Wednesday, August 3, 2011

Twombly and Iqbal do not Apply to Counterclaims and Affirmative Defenses

The court denied in part plaintiff's motion to dismiss defendant's invalidity counterclaims for failure to state a claim. "No federal court of appeals has considered how the [Bell Atlantic Corporation v. Twombly, 550 U.S. 554 (2007)] and [Ashcroft v. Iqbal, 129 S. Ct. 1937 (2009)] decisions apply to patent invalidity counterclaim or affirmative defense pleadings. District courts, including those in this circuit, have reached conflicting results. . . . The Court holds that invalidity counterclaims and affirmative defenses that allege only their statutory bases are adequate to survive a Rule 12 motion challenging the sufficiency of the pleadings.
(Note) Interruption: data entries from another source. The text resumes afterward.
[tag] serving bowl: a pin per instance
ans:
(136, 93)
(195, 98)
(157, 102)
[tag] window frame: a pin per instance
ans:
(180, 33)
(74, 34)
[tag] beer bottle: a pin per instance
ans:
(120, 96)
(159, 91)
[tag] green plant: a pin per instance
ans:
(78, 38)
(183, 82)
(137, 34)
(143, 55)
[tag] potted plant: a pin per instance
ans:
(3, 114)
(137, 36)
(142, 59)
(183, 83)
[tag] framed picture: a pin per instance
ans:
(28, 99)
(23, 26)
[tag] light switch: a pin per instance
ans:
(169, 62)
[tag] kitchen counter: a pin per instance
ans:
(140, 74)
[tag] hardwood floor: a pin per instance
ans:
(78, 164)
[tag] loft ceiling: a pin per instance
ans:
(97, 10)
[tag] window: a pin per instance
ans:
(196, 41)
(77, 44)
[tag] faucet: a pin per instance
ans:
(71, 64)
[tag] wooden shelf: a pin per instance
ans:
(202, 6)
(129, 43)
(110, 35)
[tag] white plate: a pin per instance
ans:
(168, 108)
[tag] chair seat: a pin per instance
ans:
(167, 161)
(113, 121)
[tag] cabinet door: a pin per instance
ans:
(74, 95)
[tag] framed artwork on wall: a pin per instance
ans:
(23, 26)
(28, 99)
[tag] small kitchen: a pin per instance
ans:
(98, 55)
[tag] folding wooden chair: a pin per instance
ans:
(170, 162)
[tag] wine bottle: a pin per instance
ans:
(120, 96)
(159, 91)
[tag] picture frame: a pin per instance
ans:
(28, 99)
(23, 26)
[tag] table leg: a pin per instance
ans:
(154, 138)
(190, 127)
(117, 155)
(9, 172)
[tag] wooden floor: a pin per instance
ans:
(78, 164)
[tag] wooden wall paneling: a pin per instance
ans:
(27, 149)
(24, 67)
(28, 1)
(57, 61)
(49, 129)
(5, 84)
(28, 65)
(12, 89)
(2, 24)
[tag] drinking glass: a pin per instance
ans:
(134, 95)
Such pleadings conform with Rule 8 of the Federal Rules of Civil Procedure by giving the defendant fair notice of what the claim is and the grounds upon which it rests. Because the pleadings also meet the standard set out in the Federal Rules of Civil Procedure for pleading patent infringement claims, it would be inequitable to hold that they are nonetheless insufficient to state an invalidity counterclaim.

Graphic Packaging International, Inc. v. C.W. Zumbiel Co., 1-10-cv-03008 (GAND August 1, 2011, Order) (Totenberg, J.)